Accordingly, the present invention provides a stability control system and method which returns the tire force vector at a limited rate to prevent an impulse force on the wheel, thereby increasing the stability of the vehicle. Typically, the control system will rely on at least a proportional control signal, and the present invention provides a logic block for either interrupting or overriding the proportional control signal, as well as any other signals which may be utilized in the stability control calculation. Preferably, the control input request sent by the stability control system is held at a maximum value for a first predetermined amount of time, and then returned at a limited rate over a second predetermined period of time. The controlled return of lateral force on the wheel prevents a strong lateral force that is impulsed on the wheel, and results in greater vehicle stability.
The present invention limits the rate of recovery of the lateral component of the tire force vector after a dynamic maneuver such as a hard turn or slalom maneuver which generates a larger amount of roll in the vehicle. Typically, the stability control program whether a roll stability program or a yaw stability program, decreases a wheel speed by applying a braking force, or by reducing the torque sent to that wheel. Alternately, the steering angle of the wheel can be adjusted based on available inputs. Accordingly, the present invention limits the lateral force recovery rate by limiting the rate of longitudinal wheel slip recovery by increasing, holding and/or reducing the total wheel movement via adjustment of the brake caliper pressure or drive torque based on available inputs. Further, the lateral force recovery rate can be limited by limiting the rate at which the steering angle of the wheel is adjusted based on available inputs.

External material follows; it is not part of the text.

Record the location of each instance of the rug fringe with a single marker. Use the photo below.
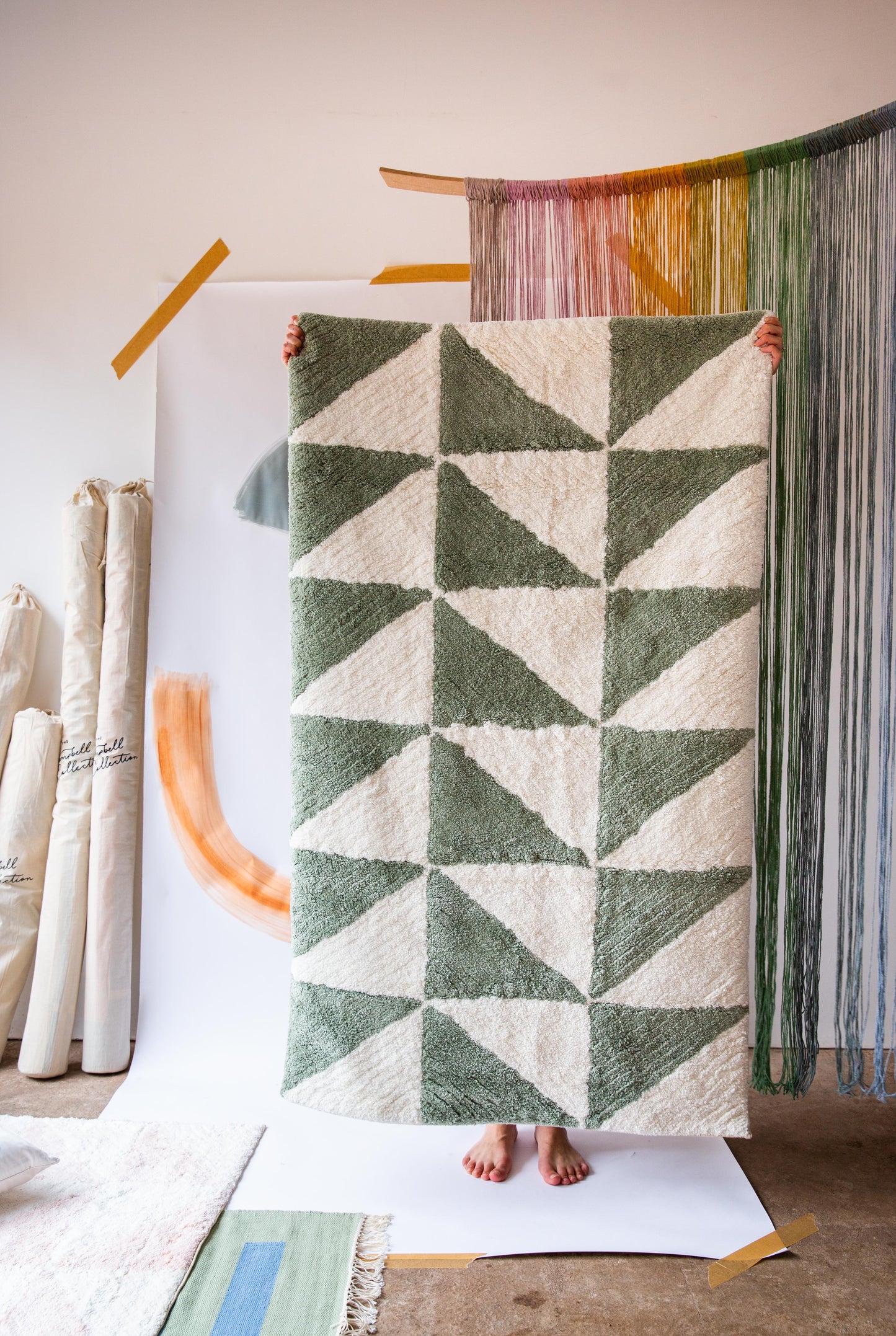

The foregoing description of various embodiments of the invention has been presented for purposes of illustration and description. It is not intended to be exhaustive or to limit the invention to the precise embodiments disclosed. Numerous modifications or variations are possible in light of the above teachings. The embodiments discussed were chosen and described to provide the best illustration of the principles of the invention and its practical application to thereby enable one of ordinary skill in the art to utilize the invention in various embodiments and with various modifications as are suited to the particular use contemplated. All such modifications and variations are within the scope of the invention as determined by the appended claims when interpreted in accordance with the breadth to which they are fairly, legally, and equitably entitled.